Tumors of the breast - benign and malignant

The majority of tumors in the breast are found to be benign on examination. These may be connective tissue tumors, fluid-filled cysts and similar changes, more in the text "Benign breast changes". Malignant tumors almost always emanate from the glandular portion of the breast. "Lobular" carcinomas arise in the glandular lobes, often in several places in the chest at the same time or even in both breasts. "Ductal" carcinomas develop in the milk ducts, they start from their innermost cell layer (epithelium). So-called invasive tumors are accumulations of cancer cells that have exceeded the tissue boundaries during their growth and have grown from the glandular tissue or milk ducts into adjacent tissue. If they are not treated, there is a high risk that they will continue to grow and that metastases may occur. In-situ carcinomas are tumors that are still limited to the milk ducts (ductal carcinoma in situ, DCIS). They were long considered a breast cancer precursor or early form. Today we know that some of these tumors do not seem to develop. This would actually be unnecessary to treat affected women. However, there is a low risk of developing invasive breast cancer, and it may even, but rarely, happen that a woman has metastases without the DCIS continuing to grow in the breast itself. So far there is no way to know which DCIS will remain harmless and which not. Therefore, women with ductal in-situ carcinoma will also be treated today. The rather rare tumors, which develop from skin cells or the connective tissue of the breast, are in the narrower sense not among the breast cancer treated in this text: These may be one of the various types of skin cancer, or a connective tissue tumor called a sarcoma.

Mammary glands consist of three types of tissues – adipose, connective and glandular. Cancer of mammary glands is a malignant tumor that develops in glandular tissues. Despite the common misbelief, cancer of mammary glands develops in both women and men, but women tend to suffer from it more often.

How does cancer of mammary glands occur?

Breast cancer develops the same way as any other malignant tumor in body. One or several cells of glandular tissues start multiplying abnormally because of some mutations that took place. A tumor forms, and starts growing into adjacent tissues and creating metastases (secondary tumor nidus).

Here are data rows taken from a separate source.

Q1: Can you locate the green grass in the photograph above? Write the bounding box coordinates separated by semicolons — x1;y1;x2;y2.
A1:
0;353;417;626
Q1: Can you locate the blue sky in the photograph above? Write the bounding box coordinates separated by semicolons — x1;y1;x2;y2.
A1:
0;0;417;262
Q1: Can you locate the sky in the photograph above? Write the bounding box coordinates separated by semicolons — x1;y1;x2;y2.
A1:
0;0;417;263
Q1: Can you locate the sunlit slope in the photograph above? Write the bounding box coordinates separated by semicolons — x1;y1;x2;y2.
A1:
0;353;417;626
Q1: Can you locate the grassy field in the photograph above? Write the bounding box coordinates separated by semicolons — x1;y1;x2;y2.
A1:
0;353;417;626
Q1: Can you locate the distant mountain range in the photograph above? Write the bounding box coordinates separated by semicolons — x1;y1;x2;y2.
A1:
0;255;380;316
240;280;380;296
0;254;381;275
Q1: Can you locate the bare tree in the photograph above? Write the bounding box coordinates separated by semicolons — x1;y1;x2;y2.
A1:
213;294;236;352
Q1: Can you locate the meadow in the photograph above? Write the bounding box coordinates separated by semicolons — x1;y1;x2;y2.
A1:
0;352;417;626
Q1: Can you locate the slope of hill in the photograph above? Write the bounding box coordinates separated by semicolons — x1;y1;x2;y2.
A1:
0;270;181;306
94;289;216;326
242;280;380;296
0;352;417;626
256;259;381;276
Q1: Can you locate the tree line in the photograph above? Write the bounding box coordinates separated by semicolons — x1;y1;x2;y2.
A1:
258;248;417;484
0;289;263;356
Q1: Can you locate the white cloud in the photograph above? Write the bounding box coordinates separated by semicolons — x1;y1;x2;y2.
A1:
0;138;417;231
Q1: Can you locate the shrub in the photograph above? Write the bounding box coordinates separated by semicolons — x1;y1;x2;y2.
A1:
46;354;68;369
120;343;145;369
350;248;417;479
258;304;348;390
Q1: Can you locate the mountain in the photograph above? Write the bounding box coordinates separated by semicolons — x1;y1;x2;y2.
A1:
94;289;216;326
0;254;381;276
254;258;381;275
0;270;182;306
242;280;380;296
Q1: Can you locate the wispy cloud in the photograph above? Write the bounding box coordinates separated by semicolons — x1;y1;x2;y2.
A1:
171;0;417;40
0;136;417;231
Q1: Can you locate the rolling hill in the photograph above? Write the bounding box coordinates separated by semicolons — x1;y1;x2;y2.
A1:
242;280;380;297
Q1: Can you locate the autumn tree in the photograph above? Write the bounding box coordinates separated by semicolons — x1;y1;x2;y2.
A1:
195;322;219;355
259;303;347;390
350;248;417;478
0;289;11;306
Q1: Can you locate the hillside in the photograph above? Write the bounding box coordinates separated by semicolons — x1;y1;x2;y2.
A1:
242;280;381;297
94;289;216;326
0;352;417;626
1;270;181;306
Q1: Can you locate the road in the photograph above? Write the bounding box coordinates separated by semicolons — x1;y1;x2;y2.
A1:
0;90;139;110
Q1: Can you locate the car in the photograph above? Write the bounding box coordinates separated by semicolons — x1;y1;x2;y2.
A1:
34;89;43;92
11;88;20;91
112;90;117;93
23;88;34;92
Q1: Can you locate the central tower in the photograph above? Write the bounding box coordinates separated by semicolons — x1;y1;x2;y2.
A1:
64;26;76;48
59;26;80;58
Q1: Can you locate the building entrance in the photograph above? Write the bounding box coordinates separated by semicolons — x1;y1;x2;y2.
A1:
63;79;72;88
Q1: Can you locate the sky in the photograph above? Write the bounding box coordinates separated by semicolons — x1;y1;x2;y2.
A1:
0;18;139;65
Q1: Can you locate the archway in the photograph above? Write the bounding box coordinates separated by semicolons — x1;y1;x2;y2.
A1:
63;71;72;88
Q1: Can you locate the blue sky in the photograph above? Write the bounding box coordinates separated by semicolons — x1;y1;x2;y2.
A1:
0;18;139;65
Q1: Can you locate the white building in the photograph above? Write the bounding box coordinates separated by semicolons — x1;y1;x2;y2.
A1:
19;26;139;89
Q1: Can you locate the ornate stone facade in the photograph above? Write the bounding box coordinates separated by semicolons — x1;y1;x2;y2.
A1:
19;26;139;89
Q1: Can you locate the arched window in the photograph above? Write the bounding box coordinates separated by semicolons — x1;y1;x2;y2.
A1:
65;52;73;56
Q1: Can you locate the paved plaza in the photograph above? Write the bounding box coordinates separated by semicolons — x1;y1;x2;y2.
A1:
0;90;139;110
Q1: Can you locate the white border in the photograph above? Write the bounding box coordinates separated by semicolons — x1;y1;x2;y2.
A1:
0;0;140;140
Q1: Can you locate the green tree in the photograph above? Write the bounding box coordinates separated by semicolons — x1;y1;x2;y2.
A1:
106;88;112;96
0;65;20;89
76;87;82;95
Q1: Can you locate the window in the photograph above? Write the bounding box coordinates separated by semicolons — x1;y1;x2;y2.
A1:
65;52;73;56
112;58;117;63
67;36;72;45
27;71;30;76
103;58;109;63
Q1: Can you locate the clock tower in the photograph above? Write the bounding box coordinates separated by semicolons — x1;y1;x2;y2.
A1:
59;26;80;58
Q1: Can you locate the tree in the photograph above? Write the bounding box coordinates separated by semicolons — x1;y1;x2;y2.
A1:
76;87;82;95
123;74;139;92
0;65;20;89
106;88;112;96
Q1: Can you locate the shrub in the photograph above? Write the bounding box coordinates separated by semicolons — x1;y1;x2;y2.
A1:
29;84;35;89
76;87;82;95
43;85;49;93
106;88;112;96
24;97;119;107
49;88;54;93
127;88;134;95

Most often, tumors of mammary glands develop from the cells of mamillary ducts – in this case, doctors diagnose duct carcinoma of mammary glands. Pretty often, malignant tumors grow from cells of lobules of mammary glands, and this type of cancer is called “invasive lobular carcinoma”. It should be noted that the tumor can start growing from other cells of glandular tissues.

Causes and risk factors

Unfortunately, scientists have no certain information about the causes of mammary gland cancer. However, there’s a list of risk factors that contribute to development of tumors, though all of these factors can be absent in a diseased person. Sometimes there’s the whole range of these factors, but a person still stays healthy. Anyway, doctors connect the risk of breast cancer development with some certain circumstances that precede the disease. Such factors include:

  • old age;
  • use of hormonal medications;
  • traumas of mammary glands;
  • medical history of breast cancer;
  • diagnosed breast cancer in some close relatives;
  • exposure to radiation, for instance, during ray therapy that’s performed to treat another form of cancer;
  • being overweight;
  • early start of menstruation and late menopause;
  • absence of children or late childbirth (first birth after 35 years);
  • smoking and alcohol abuse;
  • diabetes;
  • work with night shifts.

Scientists have proved that the most widespread genetic causes of mammary gland cancer are mutations of BRCA1 and BRCA2 genes. Women with BRCA1 mutation have a 55-65% risk of developing breast cancer, and women with mutation in gene BRCA2 — 45% risk.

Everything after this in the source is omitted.